'Munsters' star 'Grandpa' Al Lewis dies
The Associated Press
Published: Sunday, February 5, 2006
NEW YORK - Al Lewis, the cigar-chomping patriarch of "The Munsters" whose work as a basketball scout, restaurateur and political candidate never eclipsed his role as Grandpa from the television sitcom, died after years of failing health. He was 82.
The actor was widely reported to have been born in 1910, but his son Ted Lewis said Saturday that his father was born in 1923.
Lewis, with his wife at his bedside, passed away Friday night, said Bernard White, program director at WBAI-FM, where the actor hosted a weekly radio program. White made the announcement on the air during the Saturday slot where Lewis usually appeared.
"To say that we will miss his generous, cantankerous, engaging spirit is a profound understatement," White said.
Lewis, sporting a somewhat cheesy Dracula outfit, became a pop culture icon playing the irascible father-in-law to Fred Gwynne's ever-bumbling Herman Munster on the 1964-66 television show. He was also one of the stars of another classic TV comedy, playing Officer Leo Schnauzer on "Car 54, Where Are You?"

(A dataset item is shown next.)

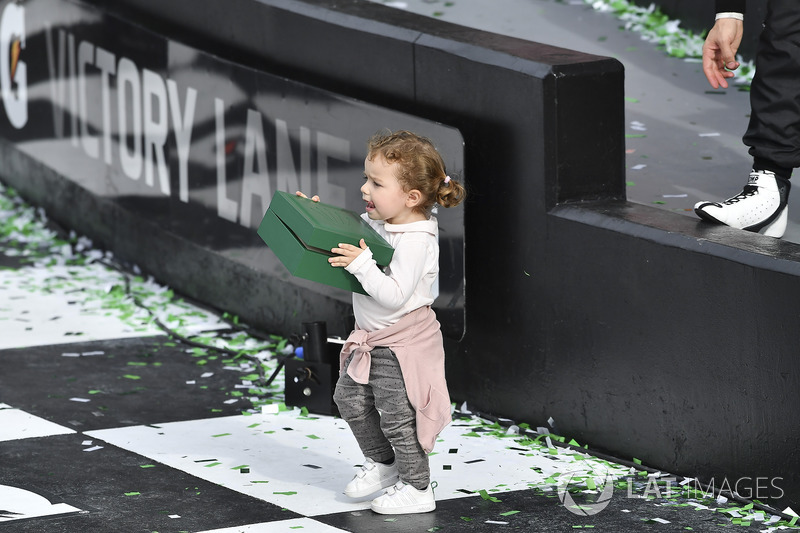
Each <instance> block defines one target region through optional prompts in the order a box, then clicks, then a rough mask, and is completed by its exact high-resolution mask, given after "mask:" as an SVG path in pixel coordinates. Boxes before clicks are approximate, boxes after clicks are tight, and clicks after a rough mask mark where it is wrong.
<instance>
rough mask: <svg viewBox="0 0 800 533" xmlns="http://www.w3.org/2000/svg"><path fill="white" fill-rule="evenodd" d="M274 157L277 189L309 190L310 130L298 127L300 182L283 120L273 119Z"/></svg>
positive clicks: (309, 174) (285, 127)
mask: <svg viewBox="0 0 800 533" xmlns="http://www.w3.org/2000/svg"><path fill="white" fill-rule="evenodd" d="M275 143H276V149H275V155H276V158H277V166H278V171H277V174H278V175H277V189H278V190H279V191H286V192H294V191H304V192H306V193H313V192H314V191H312V190H311V130H309V129H308V128H306V127H303V126H300V180H299V182H298V179H297V167H296V166H295V164H294V156H293V155H292V140H291V139H290V138H289V127H288V126H287V124H286V121H285V120H281V119H279V118H277V119H275Z"/></svg>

But Lewis' life off the small screen ranged far beyond his acting antics. A former ballplayer at Thomas Jefferson High School, he achieved notoriety as a basketball talent scout.
He operated a successful Greenwich Village restaurant, Grandpa's, where he was a regular presence.
Just two years short of his "90th" birthday, a ponytailed Lewis ran as the Green Party candidate against incumbent Gov. George Pataki. Lewis campaigned against what he said were draconian drug laws and the death penalty, while going to court in a losing battle to have his name appear on the ballot as "Grandpa Al Lewis."
He didn't defeat Pataki, but managed to collect more 52,000 votes.
Lewis was born Albert Meister in upstate New York before his family moved to Brooklyn, where the 6-foot-1 teen began a lifelong love affair with basketball. He later became a vaudeville and circus performer, but his career didn't take off until television did the same.
Unlike some television stars, Lewis never complained about getting typecast.
"Why would I mind?" he asked in a 1997 interview. "It pays my mortgage."